Howard, exiled from the UK in the 1880s, having spent 5 years in Japan, sails with his wife and 4 kids to the States for a job. He's a maths lecturer, and tries to teach his kids about navigation, etc. But he's also a science fiction writer of sorts, interested in thought experiments, Flatlands (flatfish, flying fish) and worlds with different moral codes. At Oxford he was aware of Wilde and Ruskin. He likes curves and spheres and especially N-dimensional geometry. Parallel lines meeting at infinity are used as an analogy. Working at Princeton he invents a mechanical baseball pitcher. His children go off in several directions. He works at Greenwich, where stars determine the official time. He helps invent the tesserract and in the 1880 inspires discussion of "time-space". He dies suddenly. He wife kills herself a year later.

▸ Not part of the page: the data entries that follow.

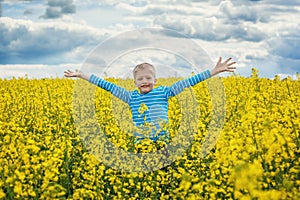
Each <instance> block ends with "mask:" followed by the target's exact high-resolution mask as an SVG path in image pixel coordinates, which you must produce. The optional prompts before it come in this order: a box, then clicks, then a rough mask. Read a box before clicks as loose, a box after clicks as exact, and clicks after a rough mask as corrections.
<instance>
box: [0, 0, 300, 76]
mask: <svg viewBox="0 0 300 200" xmlns="http://www.w3.org/2000/svg"><path fill="white" fill-rule="evenodd" d="M32 2H33V1H32ZM55 2H56V1H55ZM57 2H58V1H57ZM64 2H65V3H66V2H68V3H69V4H68V5H74V6H76V13H74V15H68V16H66V15H61V14H60V13H59V12H60V11H58V15H61V16H62V17H61V18H59V19H56V20H46V19H38V17H37V19H35V20H33V17H34V16H37V14H36V12H37V8H40V7H41V5H35V6H36V7H35V9H34V10H33V13H35V14H32V15H30V16H29V15H27V16H25V19H27V17H30V19H31V20H33V21H29V20H16V19H12V18H14V13H8V12H6V14H10V18H0V34H3V35H4V36H5V37H1V38H0V47H1V48H0V58H1V60H0V61H1V62H2V63H6V64H7V63H44V64H51V63H52V64H59V63H62V62H66V61H68V62H73V63H78V62H81V61H82V60H84V58H86V57H87V56H88V52H90V51H91V50H92V49H93V48H94V47H95V46H96V45H98V43H99V42H102V41H104V40H105V39H108V38H109V37H113V36H115V35H118V34H120V33H122V32H124V31H127V30H134V29H136V28H144V27H153V26H154V27H163V28H165V29H172V30H175V31H178V32H179V33H181V34H184V35H186V37H190V38H192V39H193V40H196V41H198V42H199V43H200V44H205V45H204V47H205V48H206V50H207V52H208V53H209V55H210V56H211V57H212V58H213V60H215V59H216V58H217V57H218V56H223V57H226V56H232V57H234V59H235V60H237V61H239V65H240V66H244V68H243V69H241V71H243V72H245V73H248V72H249V70H248V69H250V68H251V67H257V68H261V71H262V74H264V75H268V74H269V76H273V75H274V74H278V73H282V74H283V73H285V72H286V73H291V74H293V73H294V72H295V71H299V70H298V69H299V66H300V61H299V53H298V52H299V51H298V48H299V41H300V38H299V36H298V35H299V31H300V30H299V27H300V21H299V20H298V19H299V17H300V6H299V5H300V1H298V0H297V1H280V0H265V1H247V0H238V1H229V0H210V1H204V0H193V1H188V0H173V1H170V0H154V1H150V0H121V1H117V0H103V1H92V0H85V1H79V0H74V1H73V4H72V3H71V2H72V1H69V0H66V1H64ZM5 3H7V4H8V3H9V1H5ZM58 3H59V2H58ZM11 4H12V3H10V5H11ZM23 8H25V7H23ZM26 9H30V8H29V7H28V8H27V7H26ZM45 10H46V8H45V5H44V8H43V9H42V11H43V12H45ZM24 11H25V10H23V11H22V12H20V13H24ZM3 12H4V11H3ZM4 13H5V12H4ZM4 13H3V14H4ZM40 15H41V14H40ZM18 18H20V15H18ZM168 37H178V35H177V36H176V35H168ZM142 39H143V38H141V40H142ZM112 48H114V46H112ZM169 48H170V49H172V48H175V47H174V44H169ZM3 49H5V51H4V50H3ZM158 57H159V55H158ZM96 61H97V59H96ZM170 62H173V61H171V60H170ZM175 62H176V61H175ZM178 63H179V62H178ZM178 63H177V64H178ZM262 66H265V68H263V67H262ZM250 71H251V70H250Z"/></svg>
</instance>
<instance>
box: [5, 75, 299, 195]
mask: <svg viewBox="0 0 300 200" xmlns="http://www.w3.org/2000/svg"><path fill="white" fill-rule="evenodd" d="M220 79H221V80H222V83H223V85H224V92H225V95H226V96H225V104H224V109H225V111H226V112H224V124H223V125H222V127H221V128H222V129H221V132H220V134H219V135H218V137H215V138H214V139H215V141H214V142H215V143H214V145H213V147H212V148H211V149H210V150H209V151H208V152H206V153H205V155H203V156H201V155H199V154H201V152H202V151H201V148H202V146H201V145H203V143H204V138H205V136H206V135H207V130H208V126H209V124H210V123H211V119H212V112H211V108H212V100H211V98H210V97H211V95H210V93H209V90H208V88H207V84H206V82H202V83H200V84H197V85H196V86H194V87H193V88H192V91H193V94H194V96H193V97H194V98H195V99H196V101H197V105H198V107H197V110H191V111H186V110H183V108H181V107H180V103H179V101H178V99H176V98H172V99H170V100H169V118H170V134H171V136H172V138H175V137H176V134H178V130H179V129H180V128H185V129H187V128H186V127H181V126H182V125H181V122H182V121H181V119H182V118H183V116H184V115H185V114H186V113H185V112H188V113H189V112H190V113H197V116H198V117H197V122H196V125H197V126H196V127H197V130H194V131H195V134H194V135H193V142H192V145H191V146H189V148H188V149H187V150H186V151H185V152H184V153H183V154H182V155H181V156H180V157H178V158H177V159H176V160H175V161H174V162H172V163H170V164H169V165H167V166H164V167H163V168H162V169H158V170H153V171H147V172H138V171H137V172H130V173H129V172H126V171H122V170H117V169H115V168H114V167H112V166H110V165H107V164H105V163H103V162H101V160H99V159H97V156H95V155H96V154H95V153H93V152H92V151H96V150H97V148H100V147H99V146H97V145H99V143H92V144H91V145H86V144H87V142H94V141H95V140H96V139H97V135H95V134H92V136H89V134H88V132H87V133H86V132H84V133H80V132H79V129H80V128H79V127H80V124H81V125H82V124H85V126H87V125H88V124H90V123H94V122H89V120H83V121H82V120H81V121H80V124H79V123H78V119H76V118H78V117H79V116H78V115H75V116H74V114H72V113H74V109H76V110H77V113H78V111H80V113H81V114H80V115H85V116H88V115H89V114H90V113H92V112H95V115H96V116H97V117H96V119H97V120H96V121H97V123H98V125H99V127H100V128H101V130H102V131H103V132H104V133H105V134H106V135H107V138H108V139H109V141H110V142H111V143H112V144H114V145H116V146H118V147H119V148H122V149H123V150H125V151H128V152H134V153H136V152H137V151H138V150H137V149H139V151H142V152H144V153H147V152H153V151H157V150H158V149H160V148H161V147H162V146H164V145H165V144H164V143H163V142H161V143H153V142H151V141H149V140H146V141H144V142H142V143H141V144H138V145H134V144H133V143H132V135H129V134H127V133H126V131H124V129H126V130H127V129H128V130H131V127H130V112H129V109H128V107H126V105H124V104H123V103H122V102H119V101H117V100H116V99H114V98H113V97H112V96H111V94H110V93H108V92H106V91H103V90H101V89H99V88H94V91H95V95H94V96H92V95H87V97H93V98H86V99H85V100H87V101H89V102H91V103H90V105H89V106H84V107H80V106H78V105H80V103H79V102H76V101H74V99H76V100H78V101H80V98H75V96H76V95H79V93H80V94H86V93H89V92H90V91H91V90H89V89H87V88H88V87H87V85H86V83H80V84H78V81H77V80H75V79H67V78H52V79H50V78H49V79H28V78H13V79H10V80H6V79H2V80H0V91H1V93H0V94H1V96H0V176H1V179H0V199H268V200H269V199H300V135H299V130H300V108H299V105H300V97H299V95H300V79H299V78H298V80H292V79H290V78H287V79H285V80H280V78H279V77H275V78H274V79H272V80H271V79H266V78H259V77H258V75H257V71H256V70H255V69H254V70H253V72H252V76H251V77H240V76H228V77H222V78H220ZM175 80H176V79H172V78H170V79H162V80H159V84H170V83H171V82H174V81H175ZM109 81H112V82H115V83H116V84H118V85H122V86H124V87H126V88H128V89H133V83H132V80H130V79H127V80H122V79H112V78H111V79H109ZM81 84H82V86H80V85H81ZM75 86H76V87H75ZM78 87H82V88H81V89H80V90H79V89H78ZM91 87H94V86H91ZM76 88H77V89H76ZM75 89H76V90H75ZM223 103H224V102H223ZM191 109H192V108H191ZM82 119H88V117H85V118H82ZM76 120H77V121H76ZM216 123H217V122H216ZM126 127H128V128H126ZM80 130H82V129H80ZM87 139H88V140H89V141H87ZM99 141H100V140H99ZM95 144H97V145H95ZM202 149H203V148H202ZM100 153H101V152H100ZM202 153H203V152H202Z"/></svg>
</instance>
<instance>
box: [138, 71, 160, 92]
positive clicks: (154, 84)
mask: <svg viewBox="0 0 300 200" xmlns="http://www.w3.org/2000/svg"><path fill="white" fill-rule="evenodd" d="M155 83H156V78H155V77H154V72H153V71H152V70H150V69H142V70H139V71H137V72H136V73H135V78H134V84H135V86H136V87H137V88H138V89H139V90H140V93H142V94H146V93H148V92H150V91H151V90H153V88H154V85H155Z"/></svg>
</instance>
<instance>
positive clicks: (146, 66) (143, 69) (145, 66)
mask: <svg viewBox="0 0 300 200" xmlns="http://www.w3.org/2000/svg"><path fill="white" fill-rule="evenodd" d="M144 69H150V71H152V73H153V76H154V77H155V67H154V66H153V65H151V64H149V63H141V64H138V65H137V66H135V67H134V69H133V77H134V78H135V74H136V72H138V71H140V70H144Z"/></svg>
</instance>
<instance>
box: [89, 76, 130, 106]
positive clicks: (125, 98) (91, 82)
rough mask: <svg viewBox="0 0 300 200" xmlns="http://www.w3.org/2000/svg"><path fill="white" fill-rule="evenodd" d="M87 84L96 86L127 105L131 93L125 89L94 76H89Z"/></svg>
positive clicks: (128, 102) (102, 79)
mask: <svg viewBox="0 0 300 200" xmlns="http://www.w3.org/2000/svg"><path fill="white" fill-rule="evenodd" d="M89 82H90V83H92V84H95V85H97V86H98V87H100V88H102V89H104V90H106V91H109V92H110V93H111V94H112V95H114V96H115V97H117V98H119V99H121V100H122V101H124V102H125V103H128V104H129V102H130V97H131V93H132V92H130V91H127V90H126V89H125V88H122V87H120V86H117V85H116V84H114V83H111V82H108V81H106V80H104V79H102V78H99V77H97V76H95V75H91V77H90V79H89Z"/></svg>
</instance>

Three-quarters through, an academic voice takes over, and various notes/letters are presented - letters from Havelock-Ellis etc. We learn of Howard's bigamy, his idea of a book being an example of spatial technology. One of his sons patents a climbing frame designed to help kids understand 3D co-ordinates.

Until I read the reviews I didn't know that this was based on a real person. There are letters in the book - some may be authentic documents. Trouble is, there are long boring sections - e.g. the earnest father's letter at 4:19 (Chapter 8.10?).

Other reviews

  • Nina Allan (This is a dense, multilayered, knotty book, demanding the reader’s full cooperation. But Blacklock’s attention to detail, his imaginative reach, not to mention his willingness to wrestle with problems of geometry, have produced a singular literary achievement.)
  • Anthony Cummins (Hinton serves as an ingenious variant on the traditional buried secret narrative, in which the requisite playing for time is primarily an effect of structure, not to mention any number of diverting typographical tricks - when Hinton tries looking through a stereoscope for the first time, there’s a ghostly doubling of the text; when he invents a machine for throwing baseballs, the sound appears in supersize fonts. Yet, perhaps aptly for a novel concerned with the psychic repercussions of denial, it’s hard not to feel that the relentless game-playing might also work to ward off hard questions about the value Blacklock is adding by telling Hinton’s story this way, rather than as orthodox biography.)